In fact, Fujimori’s pardon by President Kuczynski came just days after members of the party headed by his children blocked PPK’s impeachment on corruption charges. (La Radio del Sur, Dec. 29)
Fujimori served less than half of a 25-year jail sentence for crimes against humanity. Contrast his treatment with that of leading leftist political prisoners.
Abimael Guzmán of the Communist Party of Peru–Sendero Luminoso (PCP-SL) and Victor Polay of the Tupac Amaru Revolutionary Movement (MRTA) have been held in near total isolation in an isolated naval prison for more than 25 years.
After Fujimori’s pardon, Guzmán’s attorney, Alfredo Crespo, declared: “We demand the freedom of Abimael Guzmán Reinoso.

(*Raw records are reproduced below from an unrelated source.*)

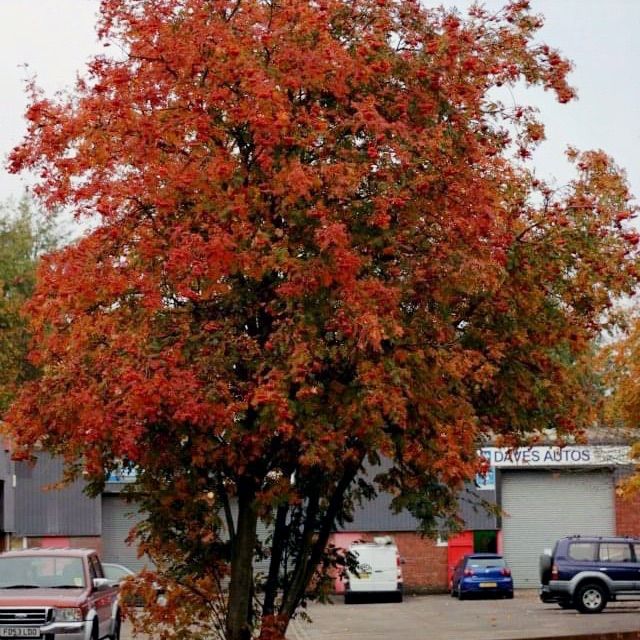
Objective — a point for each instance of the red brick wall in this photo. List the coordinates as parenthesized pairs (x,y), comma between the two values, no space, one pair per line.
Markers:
(425,564)
(628,515)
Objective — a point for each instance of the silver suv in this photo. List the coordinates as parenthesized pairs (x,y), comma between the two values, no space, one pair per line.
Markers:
(586,572)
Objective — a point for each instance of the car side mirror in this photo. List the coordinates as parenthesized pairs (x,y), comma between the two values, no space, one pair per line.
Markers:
(101,583)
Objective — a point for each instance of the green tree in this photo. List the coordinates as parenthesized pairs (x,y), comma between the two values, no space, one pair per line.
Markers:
(25,235)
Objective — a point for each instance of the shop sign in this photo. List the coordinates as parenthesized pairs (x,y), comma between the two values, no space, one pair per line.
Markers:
(549,456)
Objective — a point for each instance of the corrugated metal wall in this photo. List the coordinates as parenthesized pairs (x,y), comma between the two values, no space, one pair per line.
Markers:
(56,512)
(7,500)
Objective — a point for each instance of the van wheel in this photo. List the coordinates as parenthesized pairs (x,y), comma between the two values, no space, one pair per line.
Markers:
(591,597)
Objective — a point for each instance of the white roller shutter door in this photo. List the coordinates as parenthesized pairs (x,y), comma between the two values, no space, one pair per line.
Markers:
(542,506)
(118,517)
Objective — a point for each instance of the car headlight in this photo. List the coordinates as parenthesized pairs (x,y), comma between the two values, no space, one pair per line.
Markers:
(67,614)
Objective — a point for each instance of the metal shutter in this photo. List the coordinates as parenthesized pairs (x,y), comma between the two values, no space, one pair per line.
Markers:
(118,517)
(542,506)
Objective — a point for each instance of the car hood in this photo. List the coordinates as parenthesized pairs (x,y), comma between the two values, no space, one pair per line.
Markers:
(42,597)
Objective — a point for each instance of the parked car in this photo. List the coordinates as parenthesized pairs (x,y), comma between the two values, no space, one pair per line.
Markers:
(56,594)
(481,574)
(379,571)
(587,572)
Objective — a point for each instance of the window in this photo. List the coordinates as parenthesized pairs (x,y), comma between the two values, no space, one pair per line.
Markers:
(614,552)
(95,567)
(485,563)
(585,551)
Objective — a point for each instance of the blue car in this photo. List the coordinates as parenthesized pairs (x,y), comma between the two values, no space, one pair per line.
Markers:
(481,573)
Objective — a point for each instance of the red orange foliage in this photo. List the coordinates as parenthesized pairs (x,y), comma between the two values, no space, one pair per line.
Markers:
(315,247)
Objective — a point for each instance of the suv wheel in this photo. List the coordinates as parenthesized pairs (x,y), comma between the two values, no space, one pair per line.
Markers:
(591,597)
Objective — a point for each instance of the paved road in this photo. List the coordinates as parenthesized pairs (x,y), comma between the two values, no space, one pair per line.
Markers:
(443,618)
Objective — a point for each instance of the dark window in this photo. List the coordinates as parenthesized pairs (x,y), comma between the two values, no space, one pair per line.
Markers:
(485,563)
(614,552)
(96,567)
(585,551)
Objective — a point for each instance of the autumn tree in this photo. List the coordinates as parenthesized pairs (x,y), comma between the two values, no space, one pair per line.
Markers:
(25,234)
(318,245)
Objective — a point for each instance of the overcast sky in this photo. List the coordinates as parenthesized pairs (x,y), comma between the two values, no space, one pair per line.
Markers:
(56,37)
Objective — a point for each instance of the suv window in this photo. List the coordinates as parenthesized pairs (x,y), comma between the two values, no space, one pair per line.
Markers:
(584,551)
(614,552)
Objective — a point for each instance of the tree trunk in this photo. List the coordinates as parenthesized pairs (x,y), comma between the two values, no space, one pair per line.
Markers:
(277,549)
(239,613)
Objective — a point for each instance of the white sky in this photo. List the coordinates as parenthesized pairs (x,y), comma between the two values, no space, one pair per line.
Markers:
(56,37)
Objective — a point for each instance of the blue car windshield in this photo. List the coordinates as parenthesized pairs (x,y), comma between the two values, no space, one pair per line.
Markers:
(485,563)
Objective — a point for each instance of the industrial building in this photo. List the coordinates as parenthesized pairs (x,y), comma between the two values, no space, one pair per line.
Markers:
(541,493)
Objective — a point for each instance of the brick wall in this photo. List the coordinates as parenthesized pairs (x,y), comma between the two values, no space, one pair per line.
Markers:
(628,515)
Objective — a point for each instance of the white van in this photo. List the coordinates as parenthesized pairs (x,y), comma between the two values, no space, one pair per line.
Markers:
(379,571)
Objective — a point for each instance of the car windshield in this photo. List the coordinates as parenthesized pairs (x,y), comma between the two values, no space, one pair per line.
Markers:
(31,572)
(485,563)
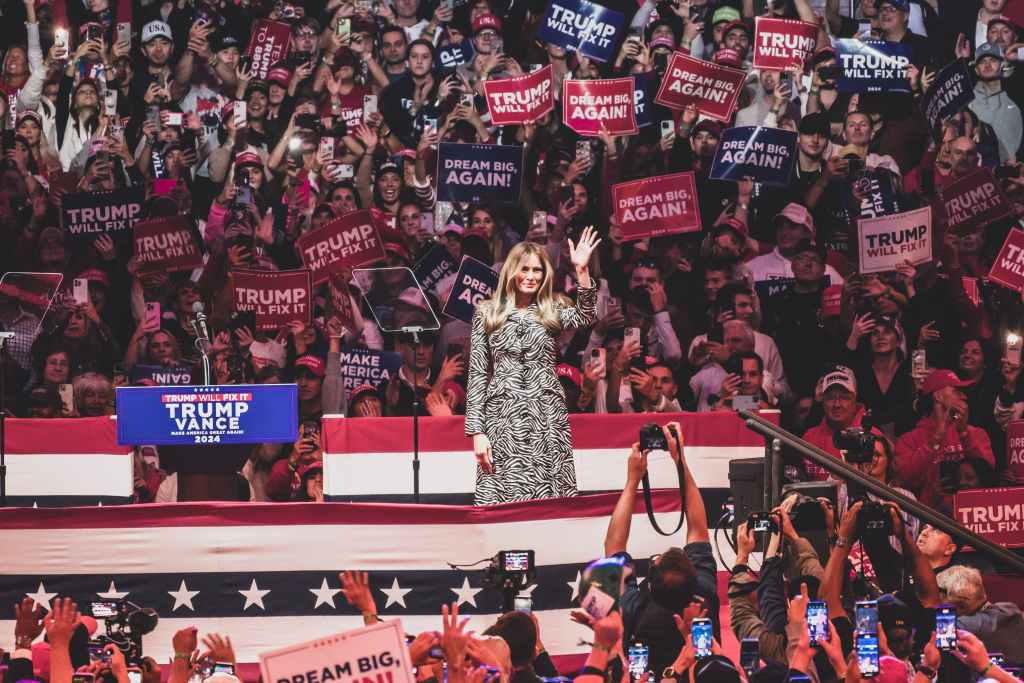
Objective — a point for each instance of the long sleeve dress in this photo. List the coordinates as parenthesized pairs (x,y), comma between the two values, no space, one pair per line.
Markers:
(515,398)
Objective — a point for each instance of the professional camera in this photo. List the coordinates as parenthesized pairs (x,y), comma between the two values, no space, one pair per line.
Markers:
(857,441)
(875,519)
(124,630)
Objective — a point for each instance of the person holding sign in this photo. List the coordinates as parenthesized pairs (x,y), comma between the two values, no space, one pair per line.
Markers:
(517,418)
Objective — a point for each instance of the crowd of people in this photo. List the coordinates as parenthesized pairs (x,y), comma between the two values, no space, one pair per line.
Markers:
(673,611)
(765,307)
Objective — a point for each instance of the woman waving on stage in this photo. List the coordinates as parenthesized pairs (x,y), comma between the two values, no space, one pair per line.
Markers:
(515,408)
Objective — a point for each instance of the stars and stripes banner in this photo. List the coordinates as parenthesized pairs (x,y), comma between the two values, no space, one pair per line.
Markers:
(266,574)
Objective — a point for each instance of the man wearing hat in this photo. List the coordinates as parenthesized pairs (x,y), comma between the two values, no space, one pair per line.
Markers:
(992,104)
(942,434)
(793,318)
(773,271)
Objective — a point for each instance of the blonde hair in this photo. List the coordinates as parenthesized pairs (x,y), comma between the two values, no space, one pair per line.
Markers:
(502,303)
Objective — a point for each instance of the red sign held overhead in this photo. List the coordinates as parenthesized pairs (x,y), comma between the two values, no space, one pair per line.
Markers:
(663,205)
(513,101)
(712,87)
(588,104)
(780,44)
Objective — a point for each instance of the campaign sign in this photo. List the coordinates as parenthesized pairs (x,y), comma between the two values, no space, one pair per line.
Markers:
(712,87)
(1009,267)
(950,93)
(113,212)
(888,241)
(268,45)
(368,366)
(434,266)
(185,416)
(589,104)
(516,100)
(780,44)
(475,283)
(582,27)
(974,202)
(641,103)
(166,245)
(872,66)
(278,296)
(662,205)
(162,375)
(467,172)
(763,154)
(992,513)
(375,652)
(347,242)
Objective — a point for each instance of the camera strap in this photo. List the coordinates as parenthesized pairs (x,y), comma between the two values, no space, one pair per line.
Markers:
(682,500)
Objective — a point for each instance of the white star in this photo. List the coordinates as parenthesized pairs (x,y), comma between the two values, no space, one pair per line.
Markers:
(182,596)
(466,593)
(576,586)
(113,594)
(325,595)
(395,594)
(41,597)
(254,596)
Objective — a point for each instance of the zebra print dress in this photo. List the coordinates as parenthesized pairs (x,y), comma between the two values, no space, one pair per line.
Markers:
(515,398)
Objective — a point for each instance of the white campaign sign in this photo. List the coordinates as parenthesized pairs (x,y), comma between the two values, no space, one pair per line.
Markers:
(374,654)
(888,241)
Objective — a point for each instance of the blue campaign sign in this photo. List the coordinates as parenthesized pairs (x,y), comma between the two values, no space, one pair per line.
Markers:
(582,27)
(763,154)
(950,92)
(641,102)
(434,266)
(475,283)
(467,172)
(189,415)
(872,66)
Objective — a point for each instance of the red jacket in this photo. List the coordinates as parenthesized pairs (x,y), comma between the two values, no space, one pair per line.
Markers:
(919,462)
(820,437)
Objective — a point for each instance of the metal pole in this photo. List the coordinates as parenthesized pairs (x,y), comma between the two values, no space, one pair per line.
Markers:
(836,466)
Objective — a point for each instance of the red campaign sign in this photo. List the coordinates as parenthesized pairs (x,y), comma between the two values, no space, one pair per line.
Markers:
(974,202)
(779,44)
(268,45)
(279,297)
(341,299)
(1009,267)
(166,245)
(343,243)
(663,205)
(512,101)
(587,104)
(712,87)
(992,513)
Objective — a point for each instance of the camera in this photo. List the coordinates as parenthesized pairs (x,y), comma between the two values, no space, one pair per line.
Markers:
(857,441)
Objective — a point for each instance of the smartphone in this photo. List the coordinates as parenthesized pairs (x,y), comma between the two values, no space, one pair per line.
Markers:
(701,637)
(867,655)
(639,653)
(945,628)
(240,113)
(369,107)
(327,147)
(81,291)
(817,622)
(750,655)
(867,616)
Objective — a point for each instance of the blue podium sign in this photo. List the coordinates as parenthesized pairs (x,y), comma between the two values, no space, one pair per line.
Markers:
(190,415)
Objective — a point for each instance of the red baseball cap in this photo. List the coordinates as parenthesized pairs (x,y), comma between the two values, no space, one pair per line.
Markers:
(940,379)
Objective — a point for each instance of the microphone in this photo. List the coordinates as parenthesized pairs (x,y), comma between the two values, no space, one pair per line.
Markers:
(201,318)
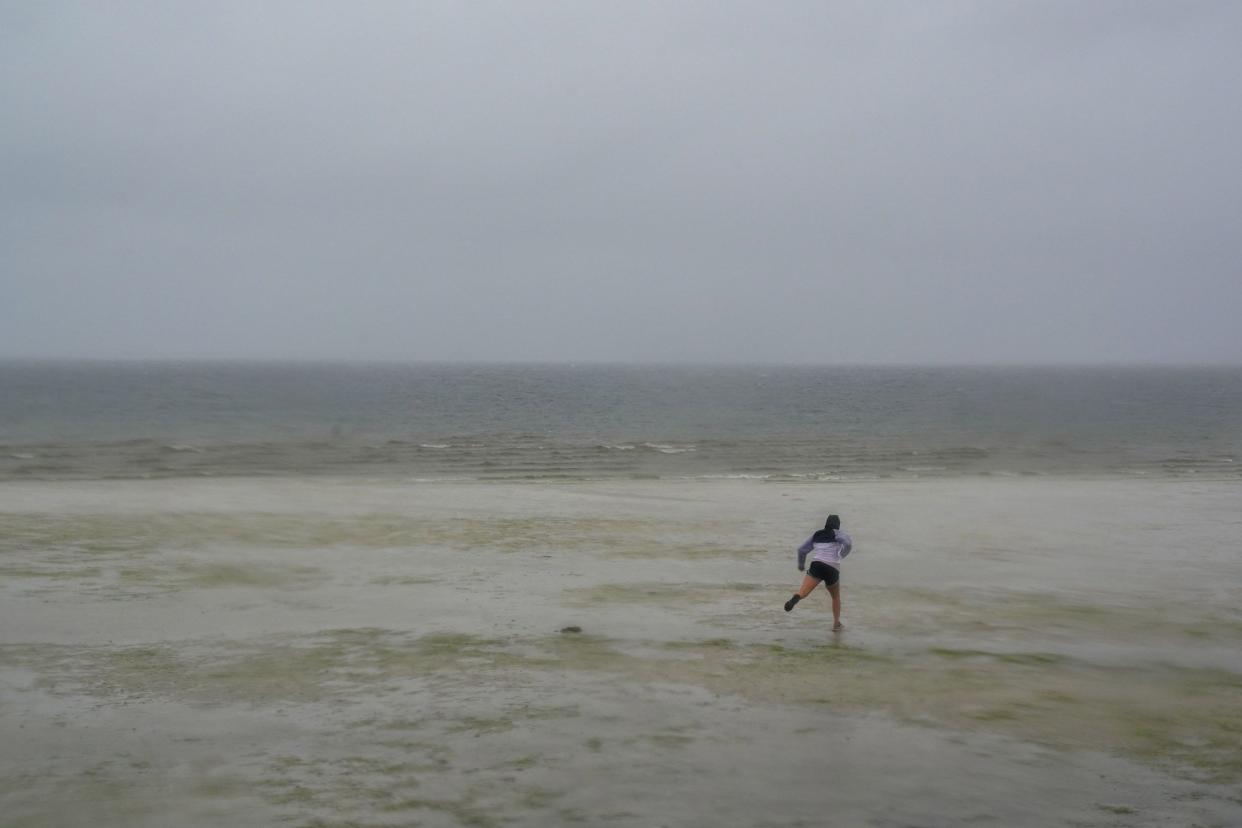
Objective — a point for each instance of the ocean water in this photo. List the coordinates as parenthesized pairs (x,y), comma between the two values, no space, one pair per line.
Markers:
(83,421)
(255,595)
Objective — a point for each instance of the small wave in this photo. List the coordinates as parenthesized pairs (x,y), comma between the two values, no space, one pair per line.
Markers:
(668,448)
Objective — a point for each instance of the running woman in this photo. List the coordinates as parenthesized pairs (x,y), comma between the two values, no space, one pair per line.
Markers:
(829,546)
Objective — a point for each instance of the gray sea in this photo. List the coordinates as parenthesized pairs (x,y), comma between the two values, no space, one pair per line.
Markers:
(493,596)
(98,420)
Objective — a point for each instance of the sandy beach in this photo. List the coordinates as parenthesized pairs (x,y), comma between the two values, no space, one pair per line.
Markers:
(344,652)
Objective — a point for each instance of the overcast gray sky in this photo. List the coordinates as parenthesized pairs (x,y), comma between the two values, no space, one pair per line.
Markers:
(990,181)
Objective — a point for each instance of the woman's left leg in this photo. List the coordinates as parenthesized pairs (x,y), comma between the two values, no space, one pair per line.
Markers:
(809,584)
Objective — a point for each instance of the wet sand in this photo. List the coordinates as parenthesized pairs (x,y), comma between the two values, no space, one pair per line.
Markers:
(332,652)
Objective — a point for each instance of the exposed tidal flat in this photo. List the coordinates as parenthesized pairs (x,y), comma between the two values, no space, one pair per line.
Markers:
(348,652)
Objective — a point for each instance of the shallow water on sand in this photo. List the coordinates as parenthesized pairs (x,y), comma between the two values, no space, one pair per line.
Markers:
(324,652)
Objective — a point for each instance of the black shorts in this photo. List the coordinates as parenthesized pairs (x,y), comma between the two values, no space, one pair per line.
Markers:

Twenty-five years in absolute isolation.” (RedMas.com, Dec. 26)
Crimes of Fujimori and imperialism
Alberto Fujimori came to power in 1990 with a mandate from Wall Street to enact draconian International Monetary Fund austerity measures, privatize the economy and crush the growing liberation movements.
The crimes of Fujimori, the Peruvian ruling class and U.S. imperialism were documented in the pages of Workers World throughout the 1990s.
In early 1992, Fujimori and his military/police allies carried out a so-called auto-coup, suspending the Constitution, dismissing Congress and the courts, and implementing martial law throughout the country.
Little more than a month later, he ordered the massacre of more than 400 political prisoners at Canto Grande prison outside Lima.
U.S. military special forces intervened directly in the civil war under the guise of the “war on drugs.” Washington’s intelligence agencies participated in the capture of revolutionary leaders.
Peruvian industries nationalized under left-nationalist military governments in the 1960s and 1970s were sold off at cut-rate prices to Western and Japanese monopolies and in exchange for massive military aid from both Republican and Democratic U.S. administrations.
Thousands of political activists and suspected “sympathizers” with the armed resistance struggle were imprisoned. They were convicted by military courts where judges wore hoods to hide their identities and where defendants had no right to defend themselves. Many prisoners were tortured. Thousands more were simply “disappeared.”
Death squads targeted Indigenous villages in the Andes and impoverished shanty towns around Lima from which the guerrilla movements drew support. Mass graves are still being uncovered today.
Fujimori also enacted a forced sterilization program against 300,000 Indigenous and poor women between 1996 and 2000, based on an earlier U.S. program in Puerto Rico.
In April 1997, Fujimori ordered the massacre of MRTA guerrillas who had occupied the Japanese Embassy in Lima to draw attention to the plight of political prisoners.
Fujimori’s pardon now is a symptom of a U.S.-inspired right-wing offensive to roll back Venezuela’s Bolivarian Revolution and the progressive governments and movements it has inspired throughout Latin America.
But the Peruvian people taking to the streets are showing the world they will not accept this without a fight.